OPINION:
Like rebellious teenagers, Washington politicians ignore advice until they get in trouble. The debt downgrade and market crash ought to get them to rethink their overspending ways. Within the week, a new task force will form to give them an opportunity to make amends.
Last week’s disastrous debt-ceiling compromise created a Joint Select Committee on Deficit Reduction with the mission of finding up to $1.5 trillion in spending reductions or tax increases by Nov. 23. Congressional Republicans are hopeful about the panel’s potential.
“Sen. McConnell believes that the committee should find real savings, significant savings,” Senate Minority Leader Mitch McConnell’s spokesman Donald Stewart told The Washington Times. “Clearly, the committee’s work will be crucial,” Michael Steel, spokesman to House Speaker John A. Boehner, told us.
The debt deal set triggers meant to encourage this committee to take real action. Democrats need to compromise, or else they’ll see across-the-board slashing of their beloved social-welfare programs, including Medicare and Obamacare. If GOP members fail to agree, the automatic enforcement mechanism will take half of the cuts from defense.

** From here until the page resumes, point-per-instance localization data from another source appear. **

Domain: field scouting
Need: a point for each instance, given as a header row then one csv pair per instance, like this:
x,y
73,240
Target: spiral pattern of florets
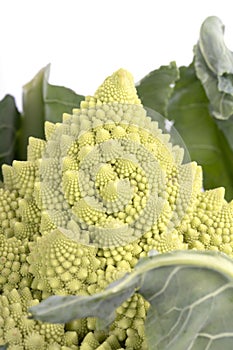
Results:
x,y
108,175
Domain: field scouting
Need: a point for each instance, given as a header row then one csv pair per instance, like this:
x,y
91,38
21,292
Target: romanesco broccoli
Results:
x,y
104,189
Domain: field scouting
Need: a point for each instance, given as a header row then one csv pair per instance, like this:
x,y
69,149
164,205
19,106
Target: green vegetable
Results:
x,y
102,191
189,294
86,214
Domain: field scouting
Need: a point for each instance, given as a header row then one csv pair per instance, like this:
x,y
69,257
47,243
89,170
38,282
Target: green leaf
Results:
x,y
206,143
190,295
3,347
226,126
43,102
62,309
214,67
155,89
9,124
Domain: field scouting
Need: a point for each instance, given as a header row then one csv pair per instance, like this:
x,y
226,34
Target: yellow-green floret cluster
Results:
x,y
104,189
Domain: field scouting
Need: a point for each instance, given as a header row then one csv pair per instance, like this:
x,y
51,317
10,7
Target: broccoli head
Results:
x,y
106,187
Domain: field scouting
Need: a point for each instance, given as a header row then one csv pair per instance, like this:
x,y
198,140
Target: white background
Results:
x,y
85,41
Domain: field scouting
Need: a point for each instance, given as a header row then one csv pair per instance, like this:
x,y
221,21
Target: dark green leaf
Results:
x,y
155,89
43,102
190,295
58,100
3,347
57,309
214,67
9,123
188,107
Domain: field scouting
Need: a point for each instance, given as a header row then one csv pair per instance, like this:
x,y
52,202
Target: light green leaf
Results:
x,y
62,309
155,88
9,124
206,143
190,293
43,102
214,67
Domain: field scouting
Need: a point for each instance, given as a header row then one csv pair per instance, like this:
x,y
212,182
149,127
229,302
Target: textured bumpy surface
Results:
x,y
104,189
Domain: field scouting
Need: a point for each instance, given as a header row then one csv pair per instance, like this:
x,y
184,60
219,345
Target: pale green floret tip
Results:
x,y
103,190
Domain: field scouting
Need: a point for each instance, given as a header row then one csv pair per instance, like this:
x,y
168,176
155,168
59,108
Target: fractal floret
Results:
x,y
105,188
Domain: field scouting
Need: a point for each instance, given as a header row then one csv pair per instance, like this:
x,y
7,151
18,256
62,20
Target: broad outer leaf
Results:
x,y
62,309
155,88
43,102
190,293
188,107
9,123
3,347
214,67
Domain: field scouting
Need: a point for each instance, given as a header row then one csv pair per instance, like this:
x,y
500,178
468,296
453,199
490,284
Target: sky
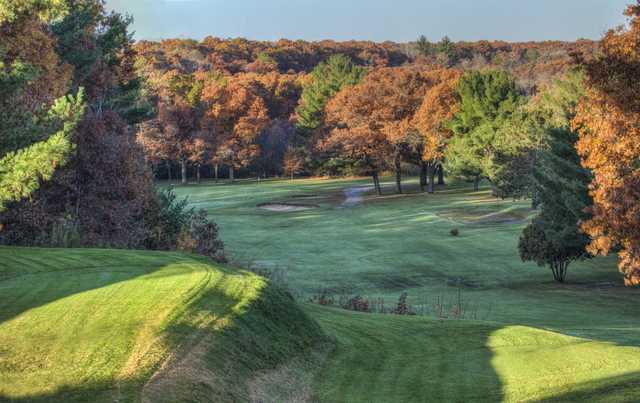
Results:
x,y
376,20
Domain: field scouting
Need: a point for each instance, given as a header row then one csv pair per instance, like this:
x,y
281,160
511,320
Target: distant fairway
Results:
x,y
392,244
105,325
540,340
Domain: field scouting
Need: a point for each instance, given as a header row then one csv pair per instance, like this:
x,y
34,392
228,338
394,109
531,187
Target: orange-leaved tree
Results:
x,y
608,120
375,116
236,115
439,105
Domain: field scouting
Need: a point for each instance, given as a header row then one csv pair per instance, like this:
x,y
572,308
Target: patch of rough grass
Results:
x,y
389,358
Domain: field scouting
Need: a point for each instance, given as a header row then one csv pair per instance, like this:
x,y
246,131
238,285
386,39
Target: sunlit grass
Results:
x,y
92,325
537,340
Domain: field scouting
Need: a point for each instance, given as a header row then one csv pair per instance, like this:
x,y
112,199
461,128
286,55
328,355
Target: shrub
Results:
x,y
403,307
357,303
170,219
201,237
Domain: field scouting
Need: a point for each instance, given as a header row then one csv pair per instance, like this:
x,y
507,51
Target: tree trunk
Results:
x,y
376,183
441,175
183,171
431,173
559,270
423,176
398,167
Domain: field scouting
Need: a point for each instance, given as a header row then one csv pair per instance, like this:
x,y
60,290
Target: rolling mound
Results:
x,y
102,325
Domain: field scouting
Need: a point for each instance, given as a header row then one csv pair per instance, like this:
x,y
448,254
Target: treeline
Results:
x,y
71,171
284,76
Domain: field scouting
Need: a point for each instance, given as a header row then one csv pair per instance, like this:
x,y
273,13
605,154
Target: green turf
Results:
x,y
538,340
98,325
93,325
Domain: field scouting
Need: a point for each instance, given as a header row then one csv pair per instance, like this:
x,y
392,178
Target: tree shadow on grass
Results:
x,y
623,388
383,358
218,342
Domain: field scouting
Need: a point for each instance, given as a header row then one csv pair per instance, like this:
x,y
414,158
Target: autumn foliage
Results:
x,y
608,120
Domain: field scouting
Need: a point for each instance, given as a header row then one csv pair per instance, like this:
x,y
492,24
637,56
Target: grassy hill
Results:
x,y
537,340
388,358
99,325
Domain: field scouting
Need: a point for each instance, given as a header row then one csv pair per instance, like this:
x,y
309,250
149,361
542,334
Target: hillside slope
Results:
x,y
389,358
99,325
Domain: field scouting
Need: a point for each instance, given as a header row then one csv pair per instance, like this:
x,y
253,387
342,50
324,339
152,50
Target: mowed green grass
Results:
x,y
98,325
537,340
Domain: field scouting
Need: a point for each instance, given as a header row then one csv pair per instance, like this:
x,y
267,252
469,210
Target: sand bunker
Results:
x,y
286,207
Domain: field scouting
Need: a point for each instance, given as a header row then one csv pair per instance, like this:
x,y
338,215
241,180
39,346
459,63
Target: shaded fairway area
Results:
x,y
384,246
104,326
537,340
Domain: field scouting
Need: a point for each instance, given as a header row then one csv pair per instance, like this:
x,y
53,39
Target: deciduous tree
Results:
x,y
608,120
438,106
487,101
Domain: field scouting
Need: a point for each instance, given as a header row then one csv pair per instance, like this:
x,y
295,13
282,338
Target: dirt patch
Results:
x,y
286,207
486,217
304,196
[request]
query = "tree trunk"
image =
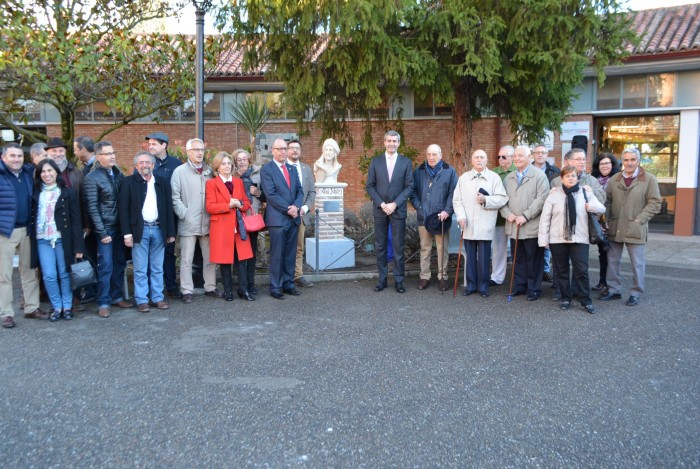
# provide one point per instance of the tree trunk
(461, 127)
(68, 132)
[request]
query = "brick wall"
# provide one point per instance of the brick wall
(489, 134)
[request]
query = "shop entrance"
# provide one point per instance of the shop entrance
(656, 138)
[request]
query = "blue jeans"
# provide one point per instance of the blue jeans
(55, 273)
(111, 262)
(148, 253)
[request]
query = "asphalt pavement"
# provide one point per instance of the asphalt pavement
(345, 377)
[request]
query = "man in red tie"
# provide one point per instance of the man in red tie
(284, 195)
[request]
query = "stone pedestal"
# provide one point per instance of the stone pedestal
(335, 251)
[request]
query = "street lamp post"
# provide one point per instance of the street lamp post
(201, 6)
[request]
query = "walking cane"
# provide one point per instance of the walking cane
(512, 270)
(459, 255)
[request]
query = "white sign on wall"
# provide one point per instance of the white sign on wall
(570, 129)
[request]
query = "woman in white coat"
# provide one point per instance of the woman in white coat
(476, 200)
(564, 229)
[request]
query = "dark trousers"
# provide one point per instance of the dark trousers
(251, 263)
(381, 235)
(241, 271)
(603, 260)
(478, 265)
(577, 254)
(283, 252)
(529, 266)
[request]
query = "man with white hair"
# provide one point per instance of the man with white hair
(527, 188)
(632, 199)
(188, 189)
(434, 182)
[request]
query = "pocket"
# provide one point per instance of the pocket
(635, 230)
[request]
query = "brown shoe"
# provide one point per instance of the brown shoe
(37, 314)
(215, 293)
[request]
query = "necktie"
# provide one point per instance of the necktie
(286, 175)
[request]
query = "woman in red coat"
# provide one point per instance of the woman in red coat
(224, 196)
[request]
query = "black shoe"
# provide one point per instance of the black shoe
(291, 291)
(244, 295)
(610, 296)
(277, 295)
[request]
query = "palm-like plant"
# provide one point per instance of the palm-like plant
(252, 113)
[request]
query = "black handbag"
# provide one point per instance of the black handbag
(82, 274)
(596, 234)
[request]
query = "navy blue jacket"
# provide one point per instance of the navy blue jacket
(8, 196)
(429, 198)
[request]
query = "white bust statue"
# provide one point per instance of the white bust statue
(326, 168)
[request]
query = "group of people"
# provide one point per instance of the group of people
(543, 210)
(53, 214)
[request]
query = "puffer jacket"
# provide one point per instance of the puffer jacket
(433, 196)
(640, 201)
(189, 202)
(8, 196)
(553, 215)
(527, 200)
(102, 198)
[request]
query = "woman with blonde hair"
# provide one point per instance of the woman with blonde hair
(225, 196)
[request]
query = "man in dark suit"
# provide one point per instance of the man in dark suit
(280, 184)
(389, 185)
(308, 187)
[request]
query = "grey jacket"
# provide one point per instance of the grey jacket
(527, 200)
(189, 199)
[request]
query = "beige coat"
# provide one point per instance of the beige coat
(624, 205)
(189, 203)
(527, 200)
(480, 219)
(553, 217)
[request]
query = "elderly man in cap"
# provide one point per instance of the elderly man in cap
(84, 149)
(164, 168)
(434, 182)
(478, 196)
(37, 152)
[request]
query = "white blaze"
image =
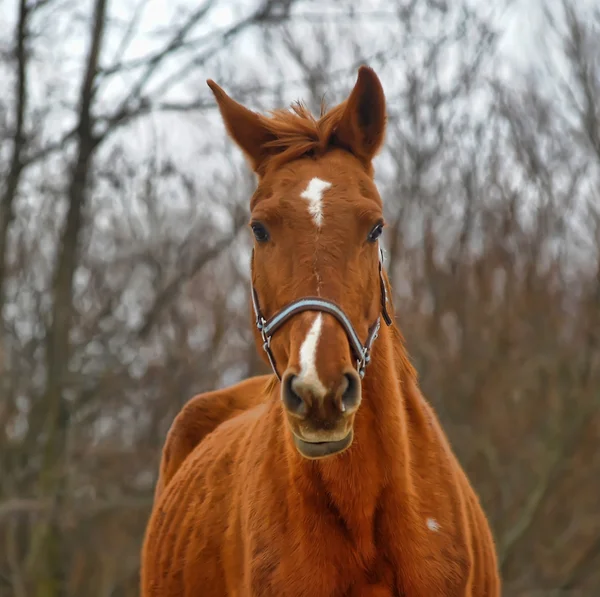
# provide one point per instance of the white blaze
(314, 195)
(308, 358)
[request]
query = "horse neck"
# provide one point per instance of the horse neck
(353, 481)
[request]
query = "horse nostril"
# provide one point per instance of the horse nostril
(292, 400)
(351, 395)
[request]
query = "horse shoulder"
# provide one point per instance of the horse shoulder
(449, 528)
(200, 416)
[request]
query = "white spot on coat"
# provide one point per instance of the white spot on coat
(309, 375)
(314, 195)
(433, 525)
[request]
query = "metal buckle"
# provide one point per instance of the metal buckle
(361, 364)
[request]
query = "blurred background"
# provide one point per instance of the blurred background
(124, 254)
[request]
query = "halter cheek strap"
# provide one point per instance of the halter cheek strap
(362, 352)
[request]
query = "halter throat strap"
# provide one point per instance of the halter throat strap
(362, 352)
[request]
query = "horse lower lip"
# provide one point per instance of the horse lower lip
(322, 449)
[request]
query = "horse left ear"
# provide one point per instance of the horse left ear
(362, 126)
(245, 127)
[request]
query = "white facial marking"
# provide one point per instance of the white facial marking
(308, 356)
(432, 525)
(314, 194)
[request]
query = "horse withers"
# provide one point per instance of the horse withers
(331, 477)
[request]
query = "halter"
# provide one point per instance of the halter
(362, 352)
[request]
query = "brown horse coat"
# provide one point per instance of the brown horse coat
(240, 509)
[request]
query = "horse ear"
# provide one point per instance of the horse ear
(362, 125)
(245, 127)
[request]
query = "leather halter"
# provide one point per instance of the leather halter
(362, 352)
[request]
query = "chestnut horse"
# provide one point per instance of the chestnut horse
(330, 477)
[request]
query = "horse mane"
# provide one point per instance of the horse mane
(297, 132)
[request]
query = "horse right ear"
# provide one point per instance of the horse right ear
(245, 127)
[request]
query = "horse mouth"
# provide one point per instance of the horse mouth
(315, 450)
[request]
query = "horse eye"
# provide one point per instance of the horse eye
(260, 232)
(375, 233)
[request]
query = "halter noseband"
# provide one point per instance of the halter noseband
(362, 352)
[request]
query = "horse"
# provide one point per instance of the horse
(330, 476)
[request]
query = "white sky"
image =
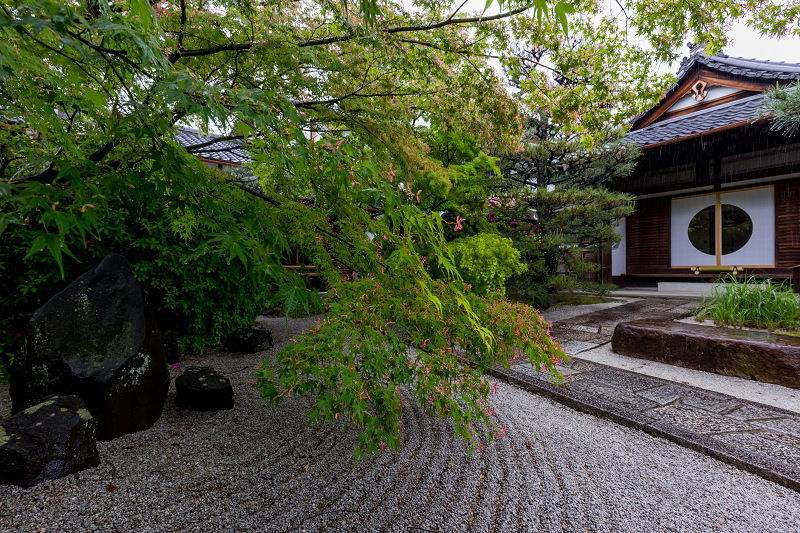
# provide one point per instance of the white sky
(745, 42)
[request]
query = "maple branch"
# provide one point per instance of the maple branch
(177, 54)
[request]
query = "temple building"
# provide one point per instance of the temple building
(716, 190)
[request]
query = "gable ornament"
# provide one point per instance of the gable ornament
(700, 90)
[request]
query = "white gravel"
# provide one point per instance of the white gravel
(564, 312)
(261, 469)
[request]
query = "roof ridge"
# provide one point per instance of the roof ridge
(705, 111)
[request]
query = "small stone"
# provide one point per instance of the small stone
(204, 389)
(248, 340)
(47, 441)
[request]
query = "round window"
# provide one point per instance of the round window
(736, 228)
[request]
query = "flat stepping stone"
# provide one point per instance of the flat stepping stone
(204, 389)
(46, 441)
(766, 357)
(248, 340)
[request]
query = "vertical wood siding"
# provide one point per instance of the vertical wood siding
(787, 223)
(648, 235)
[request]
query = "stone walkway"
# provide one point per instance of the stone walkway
(757, 438)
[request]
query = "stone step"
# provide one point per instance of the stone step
(766, 357)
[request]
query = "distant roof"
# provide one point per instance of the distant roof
(739, 66)
(767, 72)
(712, 118)
(230, 152)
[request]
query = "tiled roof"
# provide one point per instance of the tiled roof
(769, 72)
(698, 122)
(222, 151)
(739, 66)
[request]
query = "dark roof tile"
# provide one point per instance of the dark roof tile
(698, 122)
(223, 151)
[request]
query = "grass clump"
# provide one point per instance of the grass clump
(750, 303)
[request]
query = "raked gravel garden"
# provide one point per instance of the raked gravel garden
(258, 468)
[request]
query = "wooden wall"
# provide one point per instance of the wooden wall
(787, 223)
(647, 235)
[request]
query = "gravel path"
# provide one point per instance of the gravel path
(261, 469)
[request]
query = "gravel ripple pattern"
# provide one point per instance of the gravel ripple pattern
(263, 469)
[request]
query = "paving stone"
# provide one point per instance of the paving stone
(661, 395)
(789, 425)
(528, 370)
(582, 365)
(701, 422)
(765, 444)
(575, 347)
(706, 400)
(627, 381)
(755, 412)
(624, 399)
(563, 334)
(581, 327)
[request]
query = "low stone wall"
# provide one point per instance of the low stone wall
(760, 356)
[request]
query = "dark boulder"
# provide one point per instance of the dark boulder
(96, 339)
(248, 340)
(172, 352)
(204, 389)
(47, 441)
(761, 356)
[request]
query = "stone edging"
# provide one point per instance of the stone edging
(755, 464)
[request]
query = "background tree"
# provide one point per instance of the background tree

On Monday, President Obama promised to send his “recommendations” to the committee for “modest adjustments” to Medicare. He has talked a lot about having a plan for entitlement reform, but he has never actually committed the details in writing. His fiddling around the edges won’t make a dent.
The largest drivers of the nation’s debt - Social Security and Medicare - must be tackled head-on to make a difference. Real savings would come from slowly shifting the health care program for seniors into vouchers or by adopting the premium support plan offered by Rep. Paul Ryan, Wisconsin Republican.
Social Security’s eligibility age must also be raised before FDR’s Ponzi scheme bankrupts the nation as the baby boomers live long in retirement. Political leaders know this, but too many of them care more about getting re-elected than about doing what is necessary.
The committee also must lower our corporate tax rate so it is competitive with the rest of the industrialized world. This would go far toward stabilizing the stock market and bringing needed investment into the dragging economy. If Democrats insist on closing tax loopholes, Republicans should insist that deductions are removed only in exchange for lowering overall marginal tax rates.
No matter what committee members do, the maximum $1.5 trillion in spending “cuts” over 10 years won’t actually reduce the debt. That amount is the equivalent of three weeks’ worth of annual government spending, and it’s nowhere near the $4 trillion over 10 years that Standard & Poor’s said was needed to avoid the downgrade. The committee and Congress must do a lot more.
Because the president and congressional leaders didn’t have the willpower to cut even one full day’s worth of 2012 government spending in the debt-ceiling deal, the chances aren’t great that they will now agree to significant reforms. Still, if they realize their political futures depend on reversing course, perhaps there’s room for a small bit of hope.